Sortent Lear, Glocester, Kent et le fou.

Cornouailles. – Retirons-nous ; il va faire de l’orage.

On entend dans le lointain le bruit du tonnerre.

Régane. – Cette maison est petite ; le vieillard et sa suite ne peuvent s’y loger commodément.

Gonerille. – C’est sa propre faute ; il a quitté de lui-même le lieu où il pouvait être tranquille : il faut qu’il porte la peine de sa folie.

Régane. – Pour lui personnellement, je le recevrai avec plaisir ; mais pas un seul de ses serviteurs.

Gonerille. – C’est aussi mon intention – Mais où est lord Glocester ?

Cornouailles. – Il a suivi le vieillard – Mais le voilà qui revient.

Glocester rentre.

Glocester. – Le roi est dans une violente fureur.

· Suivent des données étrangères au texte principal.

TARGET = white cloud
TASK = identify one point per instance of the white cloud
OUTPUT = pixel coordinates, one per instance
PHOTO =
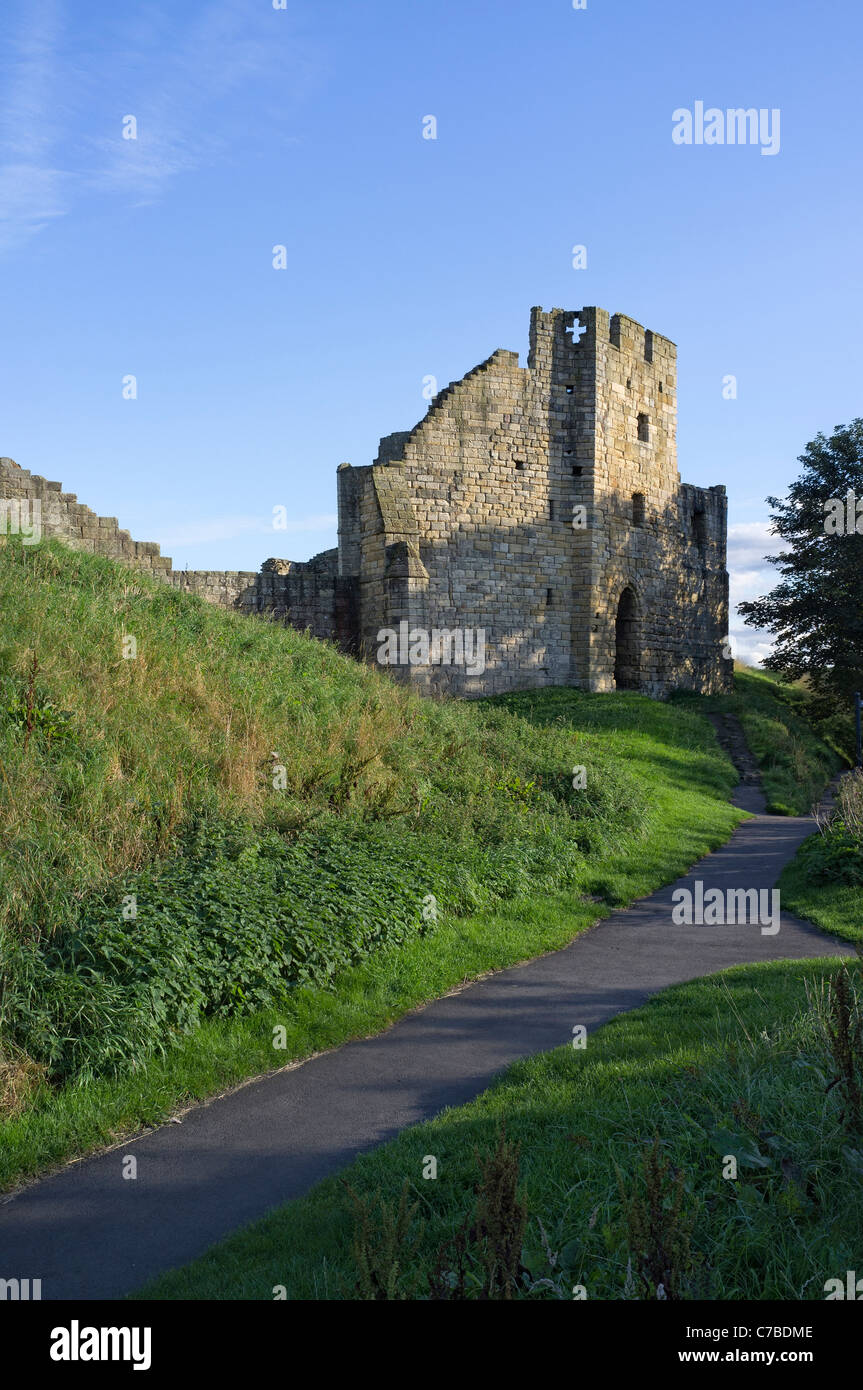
(171, 67)
(749, 578)
(231, 527)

Cornouailles. – Où va-t-il ?

Glocester. – Il ordonne qu’on monte à cheval, mais il veut aller je ne sais où.

Cornouailles. – Le mieux est de lui céder ; il se conduira lui-même.

Gonerille. – Milord, ne le pressez nullement de rester.

Glocester. – Hélas ! la nuit approche ; un vent glacé agite violemment les airs, à plusieurs milles aux environs à peine se trouve-t-il un buisson.